Sometimes it would be nice to access a Java library directly from Kettle. You might find it useful for validation, lookup or custom cryptography support, just to give a few examples. Sometimes even basic access to data is not as straightforward as getting a file dump or a using a database connection. Some data sources might be encapsulated in an application, and the only way to get your hands on it, is using a custom Java client. This article explains how you can directly utilize your Java classes in Kettle a.k.a. PDI.
NOTE: If you’re using Kettle 4.0 or later, you also have the option to use the new User Defined Java Class step.
The Modified Java Script Value Step
The key to using Java in Kettle transformations is the Modified Java Script Value step. While the name of the step implies that it executes JavaScript only, it is just es well possible to execute Java code. To understand why this is the case we need to notice that the step is implemented using the Rhino JavaScript Engine. Rhino makes it possible to execute JavaScript in a JVM, but also makes it possible for the scripts to access Java classes. To illustrate how this works, let’s look at a simple transformation that uses Java to calculate an MD5 hash for a field. You can download the md5 example transformation, if you like. Previewing the output gives the following picture.
The MD5 calculation is happening in the javascript step. It contains the following code.
// simulate java imports
var MessageDigest = java.security.MessageDigest;
var String = java.lang.String;
var StringBuffer = java.lang.StringBuffer;
var Integer = java.lang.Integer;
// get the md5 digest algorithm
var algorithm = MessageDigest.getInstance("MD5");
// get the input as bytes
var bytes = new String(test_value).getBytes("UTF-8");
// calculate the digest
algorithm.reset();
algorithm.update(bytes);
var md5Digest = algorithm.digest();
// turn the digest into a hex-string representation
var hexString = new StringBuffer();
for (var i = 0; i < md5Digest.length; i++){
var hex = Integer.toHexString(0xFF & md5Digest[i]);
if (hex.length() == 1){
hexString.append('0');
}
hexString.append(hex);
}
// write output value
var md5_hash = hexString.toString().toUpperCase();
Let’s go through this JavaScript section by section.
The first section looks like a classic Java import section. In fact it serves the same purpose as it does in Java. Declaring variables which point to Java classes saves us the trouble of having to reference each Java class by its full name later on. When working with your own scripts you should be careful to not accidentally overwrite JavaScript classes using this technique. JavaScript has its own Date class for instance, and you could easily overwrite it without really intending to.
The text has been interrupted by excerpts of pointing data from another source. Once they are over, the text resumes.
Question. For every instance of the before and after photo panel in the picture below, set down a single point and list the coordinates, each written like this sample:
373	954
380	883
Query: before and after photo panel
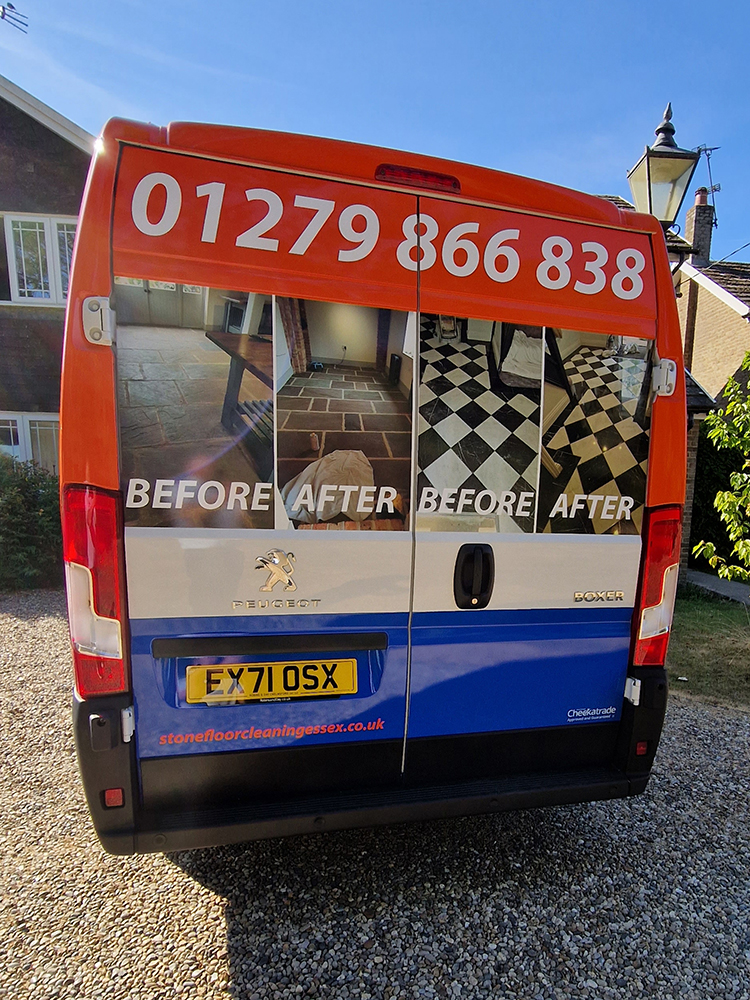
242	409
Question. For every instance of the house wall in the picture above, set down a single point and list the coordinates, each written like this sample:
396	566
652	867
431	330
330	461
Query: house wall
396	346
41	174
333	325
722	337
40	171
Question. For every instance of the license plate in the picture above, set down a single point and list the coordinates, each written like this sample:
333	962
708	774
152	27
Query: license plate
238	682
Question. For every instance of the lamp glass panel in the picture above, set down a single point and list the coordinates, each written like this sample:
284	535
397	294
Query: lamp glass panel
670	176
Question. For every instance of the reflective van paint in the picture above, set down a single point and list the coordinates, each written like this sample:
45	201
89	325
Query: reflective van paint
525	670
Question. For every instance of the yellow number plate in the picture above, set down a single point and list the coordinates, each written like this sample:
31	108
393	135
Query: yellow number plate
237	682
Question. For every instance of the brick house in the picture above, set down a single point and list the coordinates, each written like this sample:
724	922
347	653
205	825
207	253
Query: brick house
714	304
44	160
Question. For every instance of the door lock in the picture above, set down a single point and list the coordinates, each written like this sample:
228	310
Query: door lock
474	576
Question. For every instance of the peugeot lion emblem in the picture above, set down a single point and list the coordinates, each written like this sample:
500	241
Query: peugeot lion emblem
280	566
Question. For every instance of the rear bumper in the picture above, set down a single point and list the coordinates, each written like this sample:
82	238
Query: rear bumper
174	805
189	831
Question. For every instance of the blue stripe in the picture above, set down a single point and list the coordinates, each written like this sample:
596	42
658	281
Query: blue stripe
472	671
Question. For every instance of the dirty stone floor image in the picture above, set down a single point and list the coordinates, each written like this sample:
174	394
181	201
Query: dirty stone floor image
648	897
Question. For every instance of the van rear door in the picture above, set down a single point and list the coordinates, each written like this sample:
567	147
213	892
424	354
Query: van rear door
265	445
536	341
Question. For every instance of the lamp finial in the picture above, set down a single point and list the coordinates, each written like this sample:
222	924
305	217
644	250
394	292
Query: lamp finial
665	132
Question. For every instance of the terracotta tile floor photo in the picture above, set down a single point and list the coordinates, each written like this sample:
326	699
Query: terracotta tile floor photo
344	407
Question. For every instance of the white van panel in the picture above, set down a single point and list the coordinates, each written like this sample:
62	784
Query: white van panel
532	571
207	572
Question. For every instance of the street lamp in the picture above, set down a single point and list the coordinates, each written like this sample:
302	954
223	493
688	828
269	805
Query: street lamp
661	177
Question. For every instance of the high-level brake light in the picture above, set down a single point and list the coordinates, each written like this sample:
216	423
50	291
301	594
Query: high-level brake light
662	531
92	546
393	173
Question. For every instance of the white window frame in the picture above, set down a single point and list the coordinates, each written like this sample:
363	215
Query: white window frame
23	422
56	298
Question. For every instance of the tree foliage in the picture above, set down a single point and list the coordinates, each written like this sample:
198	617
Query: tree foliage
730	428
30	542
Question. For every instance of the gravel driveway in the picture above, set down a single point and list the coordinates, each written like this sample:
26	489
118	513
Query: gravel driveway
647	897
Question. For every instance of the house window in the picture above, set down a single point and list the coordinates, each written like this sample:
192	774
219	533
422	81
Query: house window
31	437
39	251
10	443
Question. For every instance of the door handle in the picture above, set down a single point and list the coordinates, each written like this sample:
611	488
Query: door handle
474	576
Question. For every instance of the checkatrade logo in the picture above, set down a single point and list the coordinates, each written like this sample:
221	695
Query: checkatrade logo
591	714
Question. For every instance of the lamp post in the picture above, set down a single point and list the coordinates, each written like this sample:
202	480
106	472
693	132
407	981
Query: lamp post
661	177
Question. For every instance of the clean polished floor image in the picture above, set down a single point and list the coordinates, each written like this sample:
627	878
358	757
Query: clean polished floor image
346	408
599	443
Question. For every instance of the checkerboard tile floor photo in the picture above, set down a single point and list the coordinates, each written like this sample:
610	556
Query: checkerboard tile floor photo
600	443
469	437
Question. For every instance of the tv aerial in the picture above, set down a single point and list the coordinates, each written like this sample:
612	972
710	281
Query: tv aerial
14	17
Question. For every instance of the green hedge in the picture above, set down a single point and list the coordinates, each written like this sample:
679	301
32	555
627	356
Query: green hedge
30	539
713	470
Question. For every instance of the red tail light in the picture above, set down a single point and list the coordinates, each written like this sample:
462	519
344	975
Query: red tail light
662	532
93	552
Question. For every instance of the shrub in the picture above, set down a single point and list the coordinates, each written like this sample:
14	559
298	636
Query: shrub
713	469
30	538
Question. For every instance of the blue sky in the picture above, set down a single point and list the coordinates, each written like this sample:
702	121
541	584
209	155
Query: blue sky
566	90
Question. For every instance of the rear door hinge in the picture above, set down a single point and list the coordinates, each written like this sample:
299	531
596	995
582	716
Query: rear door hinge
128	724
98	321
664	377
633	690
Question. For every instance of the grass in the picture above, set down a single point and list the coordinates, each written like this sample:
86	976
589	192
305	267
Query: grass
710	646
The following computation of the MD5 digest value consists of rather straightforward Java API calls. One thing to point out is that our input fields are given to us as JavaScript objects. The test_value field is a JavaScript string in our example. You can convert it to a Java string using many different ways. I chose a simple String constructor for clarity. The resulting Java string has the getBytes() method we need for further processing.
After the digest has been computed, the code engages in a small loop to generate a string representation of the digest, which is ultimately written to the row as a new field.
Using External Libraries
Executing too much scripted code might impact performance, so it is always desirable to let complex things be done by compiled Java code. Usually there is some nice Java library out there that does just what we want. Maybe we even created it ourselves. Would it not be great if we could ask Kettle to make it available to us? Maybe a few calls to an external library save us the effort to write an entire plugin. Kettle will load any jar files present in its libext folder and its subfolders during startup, so if you want to access classes from a custom jar, you could place the jar there. Considering our MD5 example, I notice that Kettle 3.2.0 already ships with a jar of the apache commons codec project. The codec project has a nice method to calculate an MD5 hex string from an input string. Exactly what we need. Since the jar is already in place, we can simply use the DigestUtil class from the commons project to replace our elaborate JavaScript code with a single call to DigestUtils.
// get a nice md5 hash var md5_hash = org.apache.commons.codec.digest.DigestUtils.md5Hex(test_value);
On my laptop the new transformation step processes around 10,500 rows per second. The first version with the more elaborate code merely manages around 2,900 rows per second.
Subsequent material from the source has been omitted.